Large language models increasingly spend inference compute sampling multiple chain-of-thought traces or searching over merged checkpoints. This shifts the bottleneck from generation to selection, often without supervision on the target distribution. We show entropy-based exploration proxies follow an inverted-U with accuracy, suggesting extra exploration can become redundant and induce overthinking. We propose NEX, a white-box label-free unsupervised scoring framework that views reasoning as alternating E-phase (exploration) and X-phase (exploitation). NEX detects E-phase as spikes in newly activated MLP neurons per token from sparse activation caches, then uses a sticky two-state HMM to infer E-X phases and credits E-introduced neurons by whether they are reused in the following X span. These signals yield interpretable neuron weights and a single Good-Mass Fraction score to rank candidate responses and merged variants without task answers. Across reasoning benchmarks and Qwen3 merge families, NEX computed on a small unlabeled activation set predicts downstream accuracy and identifies better variants; we further validate the E-X signal with human annotations and provide causal evidence via "Effective-vs-Redundant" neuron transfer.
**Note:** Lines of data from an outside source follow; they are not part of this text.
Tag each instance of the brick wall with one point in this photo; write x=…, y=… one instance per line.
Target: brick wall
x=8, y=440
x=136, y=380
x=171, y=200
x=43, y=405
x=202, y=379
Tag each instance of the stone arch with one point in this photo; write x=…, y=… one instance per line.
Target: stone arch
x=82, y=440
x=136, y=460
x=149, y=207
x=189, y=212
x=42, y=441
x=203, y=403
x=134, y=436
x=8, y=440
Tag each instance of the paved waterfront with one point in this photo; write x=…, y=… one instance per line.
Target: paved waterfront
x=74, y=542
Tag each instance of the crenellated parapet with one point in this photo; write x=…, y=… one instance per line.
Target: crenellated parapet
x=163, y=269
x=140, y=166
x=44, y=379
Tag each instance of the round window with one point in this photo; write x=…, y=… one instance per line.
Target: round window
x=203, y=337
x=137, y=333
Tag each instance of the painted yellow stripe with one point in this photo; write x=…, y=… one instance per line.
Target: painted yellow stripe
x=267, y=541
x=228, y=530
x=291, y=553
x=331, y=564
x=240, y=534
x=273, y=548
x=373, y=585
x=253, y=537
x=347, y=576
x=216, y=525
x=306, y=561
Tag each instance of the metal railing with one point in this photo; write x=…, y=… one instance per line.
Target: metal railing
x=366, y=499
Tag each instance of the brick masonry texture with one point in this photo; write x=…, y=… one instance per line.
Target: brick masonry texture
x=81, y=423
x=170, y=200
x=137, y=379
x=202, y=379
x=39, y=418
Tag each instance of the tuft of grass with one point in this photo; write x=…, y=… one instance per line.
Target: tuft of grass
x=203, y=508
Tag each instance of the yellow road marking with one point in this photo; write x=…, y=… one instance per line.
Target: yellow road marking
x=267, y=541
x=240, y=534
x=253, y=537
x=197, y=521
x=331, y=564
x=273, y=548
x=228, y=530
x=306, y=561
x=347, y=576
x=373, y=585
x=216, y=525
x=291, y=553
翻译：大型语言模型在推理过程中越来越多地消耗计算资源来采样多条思维链轨迹或搜索合并后的检查点。这使得瓶颈从生成转移到了选择环节，且通常缺乏目标分布上的监督信息。我们证明基于熵的探索代理指标与准确率呈倒U型关系，表明过度的探索可能变得冗余并引发过度思考。我们提出了NEX，一种白盒、无标签、无监督的评分框架，将推理过程视为探索阶段与利用阶段的交替。NEX通过稀疏激活缓存中每个token新激活的MLP神经元峰值来检测探索阶段，随后采用粘性双状态隐马尔可夫模型推断探索-利用阶段，并根据探索阶段引入的神经元是否在后续利用区间中被重用来对其进行赋分。这些信号可生成可解释的神经元权重及单一“优质质量分数”指标，用于在无需任务答案的情况下对候选响应及合并变体进行排序。在多项推理基准测试及Qwen3合并模型族上的实验表明，基于少量无标签激活集计算的NEX分数能够有效预测下游准确率并识别更优变体；我们进一步通过人工标注验证了探索-利用信号的有效性，并通过“有效-冗余”神经元迁移实验提供了因果性证据。